Hmmm… can’t guarantee this is 100% correct, but it looks like there’s a problems with the above software when running against a Windows 2008 SP2 cluster. The storage part of OMSA doesn’t seem to get on very well with Windows Cluster.
Up until recently, our cluster had been behaving fine- reboot 1 node, the other picked up etc. However yesterday I installed OMSA 18.104.22.168, and this morning our SQL cluster fell over, badly. Not only that, but the nodes were taking forever to return from a reboot.
We spent a good 2 hours looking at this to get it working- the nodes would take ages to return but then wouldn’t even re-join the cluster properly until we restarted the cluster service, which isn’t ideal.
The Windows server faults were:
“FailoverClustering 1146: The cluster resource host subsystem (RHS) stopped unexpectedly. An attempt will be made to restart it. This is usually due to a problem in a resource DLL. Please determine which resource DLL is causing the issue and report the problem to the resource vendor.”
“FailoverClustering 1230: Cluster resource ‘Cluster Disk 1’ (resource type ”, DLL ‘clusres.dll’) either crashed or deadlocked. The Resource Hosting Subsystem (RHS) process will now attempt to terminate, and the resource will be marked to run in a separate monitor.”

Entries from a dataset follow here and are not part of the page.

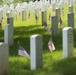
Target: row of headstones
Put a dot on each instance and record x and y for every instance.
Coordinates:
(36, 51)
(9, 30)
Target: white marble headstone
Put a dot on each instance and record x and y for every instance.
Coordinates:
(4, 59)
(36, 51)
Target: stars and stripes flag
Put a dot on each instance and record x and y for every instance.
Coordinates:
(51, 45)
(29, 15)
(22, 52)
(61, 23)
(47, 28)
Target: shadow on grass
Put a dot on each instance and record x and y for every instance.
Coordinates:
(65, 66)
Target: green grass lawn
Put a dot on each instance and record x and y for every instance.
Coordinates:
(53, 63)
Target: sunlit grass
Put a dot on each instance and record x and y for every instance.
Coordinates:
(53, 63)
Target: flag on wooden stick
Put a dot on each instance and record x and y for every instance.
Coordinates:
(49, 17)
(36, 19)
(22, 52)
(29, 15)
(47, 28)
(51, 45)
(61, 23)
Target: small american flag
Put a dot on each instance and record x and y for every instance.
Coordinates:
(47, 28)
(51, 45)
(53, 12)
(36, 19)
(61, 23)
(22, 52)
(29, 15)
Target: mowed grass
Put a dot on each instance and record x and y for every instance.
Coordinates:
(53, 63)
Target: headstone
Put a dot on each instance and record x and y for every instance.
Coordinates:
(44, 17)
(71, 20)
(58, 13)
(70, 8)
(67, 42)
(36, 51)
(23, 15)
(8, 35)
(4, 59)
(54, 25)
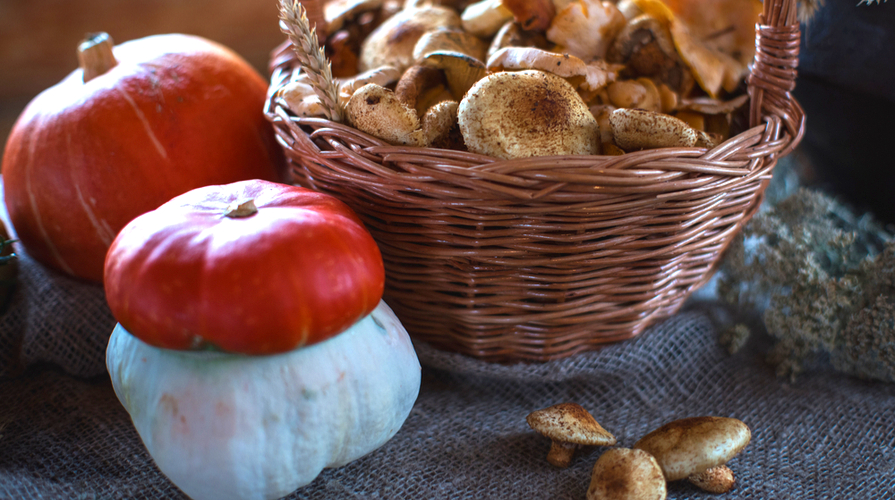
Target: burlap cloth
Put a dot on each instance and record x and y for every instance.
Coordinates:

There were a few bits and bobs on the web about 3rd party software, so I disabled all the OMSA services on the inactive node and rebooted… which was vastly quicker and didn’t flag these errors. Not having OMSA at all seemed extreme, so I just removed the storage part, rebooted and again, it rebooted much quicker, didn’t throw these errors and joined the cluster without needing the cluster service restarting. Just note that we have the full OMSA on a 2012 core cluster and it seems fine, so far this seems to be pointing at 2008.